Air compressors are commonly had at hardware stores or Harbor freight, Northern tools, TSC, and Mernards.

Shipping on compressors is pretty hefty considering the weight.
That makes it prohibitive to the price and the resultant sticker shock.

It depends on the vendor which fittings you ultimately need, but typically industrial 1/4" air couplings and rubber hose are used, that are commonly at the hardware stores (and other mentioned earlier)
Some vendors use 1/4" or 3/8" push fittings and thin wall tubing, which will require adapters from the compressor 1/4" industrial output connection.



drdoom said:


> Also I would be concerned about O2 sitting in the garage.

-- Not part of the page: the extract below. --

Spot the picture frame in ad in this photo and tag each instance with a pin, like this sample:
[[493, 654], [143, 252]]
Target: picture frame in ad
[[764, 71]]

Huh? Where is Ozone coming from?



drdoom said:


> Do CO2 or N2 work just as well?


Carbon Dioxide will be consumed fast, and Nitrogen faster, not really economical routes.
You need to adapt regulators to work with the cannons inputs.
Plus, if the garage is closed you could theoretically displace oxygen, potentially suffocating your guests or actors



drdoom said:


> 3) Safest cannons out there? Any recommendations?
> Thanks!


For high pressure dump cannons, DC Props, FrightProps and Evilusions comes to mind for quality construction in high pressure models (they make 100+ PSI cannons)
For low pressure (30 PSI, battery operated) boomer cannons, Minions Web.
Most vendors have a number of trigger options.


----------



## tot13 (Jul 25, 2007)

Gory Corey said:


> Depends on the type of cannon and how you use it.
> Dump cannons . . .
> 
> For low pressure (30 PSI, battery operated) boomer cannons, Minions Web.
> Most vendors have a number of trigger options.


See Corey, an air cannon always seems like such a great idea, but this is an example of why I never seem to get around to making one - it makes me feel like Beavis, "hrmmpfh, too many words . . . that I don't understand, hrmmpfh."

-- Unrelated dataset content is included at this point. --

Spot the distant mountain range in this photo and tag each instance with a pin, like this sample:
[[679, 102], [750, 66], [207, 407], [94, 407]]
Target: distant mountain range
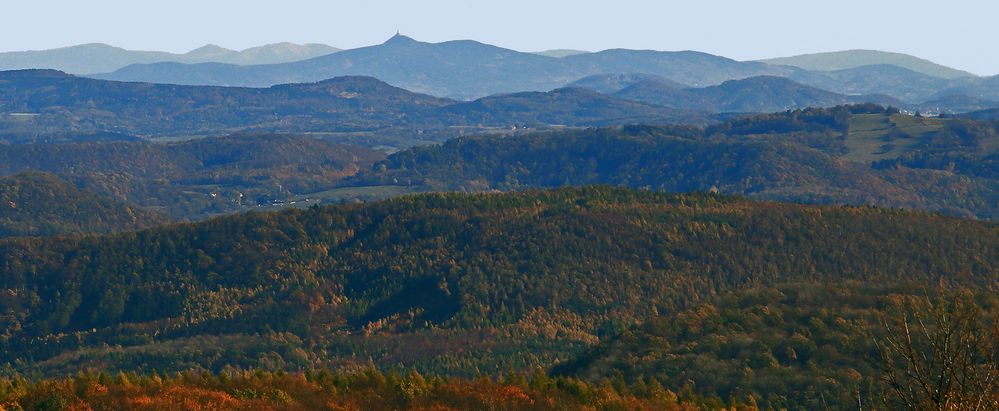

Seriously, thanks for taking the time to write out these explanations as they're not only helpful, but may help keep someone from getting injured.


----------



## Cole&Jacksdad (Jan 20, 2011)

I built one last year. It cost about $100 and easy to build. It worked like a charm in my garage haunt. You do have to secure them to something. I secured mine to a wall pannel. I put it about 3 feet from the end of the haunt so the TOT thought they were done and BOOM! They got one last scare. My air compressor I kept out side of the garage because of the noise.


----------